When good news is awkward.



Well, this is awkward. Fewer and fewer people are dying from climate-related natural disasters. Indeed, " If we look at the death risk for an individual, the risk reduction is even bigger – dropped almost 99% since the 1920s."



This is great news! So why is it awkward? Because it's clearly opposite of what you normally hear, acknowledges Bjørn Lomborg,
but that is because we're often just being told of one disaster after another – telling us how *many* events are happening. The number of reported events is increasing, but that is mainly due to better reporting, lower thresholds and better accessibility (the CNN effect). For instance, for Denmark, the database only shows events starting from 1976.

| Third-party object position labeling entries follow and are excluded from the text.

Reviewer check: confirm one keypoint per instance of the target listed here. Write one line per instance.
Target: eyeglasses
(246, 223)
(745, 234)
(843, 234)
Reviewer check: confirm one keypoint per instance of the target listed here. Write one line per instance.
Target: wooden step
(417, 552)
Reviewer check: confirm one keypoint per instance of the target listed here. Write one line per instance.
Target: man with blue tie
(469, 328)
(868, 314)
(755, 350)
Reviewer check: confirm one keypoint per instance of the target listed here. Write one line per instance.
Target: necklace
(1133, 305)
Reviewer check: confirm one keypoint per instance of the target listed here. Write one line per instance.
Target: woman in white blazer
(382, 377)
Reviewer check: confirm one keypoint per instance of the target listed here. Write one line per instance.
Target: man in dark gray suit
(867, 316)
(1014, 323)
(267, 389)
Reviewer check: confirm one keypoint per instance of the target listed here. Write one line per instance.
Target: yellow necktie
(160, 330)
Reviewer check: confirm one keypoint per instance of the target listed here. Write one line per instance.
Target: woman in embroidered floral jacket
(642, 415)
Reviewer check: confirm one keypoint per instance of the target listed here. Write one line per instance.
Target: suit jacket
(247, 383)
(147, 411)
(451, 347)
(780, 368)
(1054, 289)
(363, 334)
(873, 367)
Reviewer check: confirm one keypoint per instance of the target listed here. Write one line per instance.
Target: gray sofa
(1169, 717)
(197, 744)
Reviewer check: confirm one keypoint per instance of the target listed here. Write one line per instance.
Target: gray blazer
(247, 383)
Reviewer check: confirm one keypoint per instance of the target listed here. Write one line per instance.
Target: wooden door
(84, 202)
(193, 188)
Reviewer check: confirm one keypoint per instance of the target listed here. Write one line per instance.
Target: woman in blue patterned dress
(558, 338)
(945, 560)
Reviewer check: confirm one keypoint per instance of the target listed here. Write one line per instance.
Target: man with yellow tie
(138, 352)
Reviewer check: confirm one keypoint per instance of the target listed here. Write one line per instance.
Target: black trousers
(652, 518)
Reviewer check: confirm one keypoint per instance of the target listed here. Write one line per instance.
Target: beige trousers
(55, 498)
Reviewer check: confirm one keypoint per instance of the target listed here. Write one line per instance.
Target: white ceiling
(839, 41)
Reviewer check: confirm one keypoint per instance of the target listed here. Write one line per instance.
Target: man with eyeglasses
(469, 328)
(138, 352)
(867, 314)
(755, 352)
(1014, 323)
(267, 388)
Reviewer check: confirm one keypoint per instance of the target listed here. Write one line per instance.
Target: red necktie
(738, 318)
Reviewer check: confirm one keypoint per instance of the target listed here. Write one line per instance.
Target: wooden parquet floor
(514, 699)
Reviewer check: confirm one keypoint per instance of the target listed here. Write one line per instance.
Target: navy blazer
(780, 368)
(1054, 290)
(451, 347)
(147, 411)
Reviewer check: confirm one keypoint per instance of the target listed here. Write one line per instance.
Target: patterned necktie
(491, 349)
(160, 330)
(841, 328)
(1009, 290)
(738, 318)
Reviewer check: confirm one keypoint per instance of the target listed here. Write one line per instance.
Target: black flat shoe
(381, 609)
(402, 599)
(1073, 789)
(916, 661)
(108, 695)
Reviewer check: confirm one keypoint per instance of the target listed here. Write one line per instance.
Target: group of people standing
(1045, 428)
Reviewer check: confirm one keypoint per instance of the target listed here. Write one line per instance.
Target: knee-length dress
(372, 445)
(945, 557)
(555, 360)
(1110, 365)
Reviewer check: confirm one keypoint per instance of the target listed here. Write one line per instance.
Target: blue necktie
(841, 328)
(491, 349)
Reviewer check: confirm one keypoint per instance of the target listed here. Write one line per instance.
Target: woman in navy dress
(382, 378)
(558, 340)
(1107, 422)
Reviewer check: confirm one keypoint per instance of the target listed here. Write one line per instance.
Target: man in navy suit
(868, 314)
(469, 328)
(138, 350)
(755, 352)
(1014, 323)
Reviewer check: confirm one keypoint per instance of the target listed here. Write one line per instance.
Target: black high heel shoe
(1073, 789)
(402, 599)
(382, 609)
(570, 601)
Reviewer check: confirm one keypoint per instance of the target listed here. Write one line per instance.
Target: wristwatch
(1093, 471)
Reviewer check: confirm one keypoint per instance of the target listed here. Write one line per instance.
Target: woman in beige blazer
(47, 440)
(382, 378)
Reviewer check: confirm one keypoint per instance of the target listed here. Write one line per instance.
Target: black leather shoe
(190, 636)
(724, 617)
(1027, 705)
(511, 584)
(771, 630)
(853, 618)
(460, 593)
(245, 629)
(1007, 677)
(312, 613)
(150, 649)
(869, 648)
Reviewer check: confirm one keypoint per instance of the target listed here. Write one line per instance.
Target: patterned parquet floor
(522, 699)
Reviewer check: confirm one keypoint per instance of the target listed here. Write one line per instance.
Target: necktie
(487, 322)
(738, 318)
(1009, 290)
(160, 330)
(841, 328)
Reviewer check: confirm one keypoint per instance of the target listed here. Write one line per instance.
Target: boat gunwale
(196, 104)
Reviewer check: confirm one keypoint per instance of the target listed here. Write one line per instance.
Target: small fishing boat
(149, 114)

....Instead, look at the number of dead per year, which is much harder to fudge. Given that these numbers fluctuate enormously from year to year (especially in the past, with huge droughts and floods in China), they are here presented as averages of each decade (1920-29, 1930-39 etc, with last decade as 2010-17). The data is from the most respected global database, the International Disaster Database, http://emdat.be/emdat_db/. There is some uncertainty about complete reporting from early decades, which is why this graph starts in 1920, and if anything this uncertainly means the graph *underestimates* the reduction in deaths.
....Notice, this does *not* mean that there is no global warming or that possibly a climate signal could eventually lead to further deaths. Instead, it shows that our increased wealth and adaptive capacity has vastly outdone any negative impact from climate when it comes to human climate vulnerability.
....Notice too that the reduction in absolute deaths has happened while the global population has increased four-fold. The individual risk of dying from climate-related disasters has declined by 98.9%. Last year, fewer people died in climate disasters than at any point in the last three decades (1986 was a similarly fortunate year).
....Somewhat surprisingly, while climate-related deaths have been declining strongly for 70 years, non-climate deaths have not seen a similar decline, and should probably get more of our attention.
So if you wish to thank anyone for the fewer climate-related deaths, don't thank an environmentalist. Instead, thank those who've been increasing wealth, and creating new technologies allowing us to make nature more humane.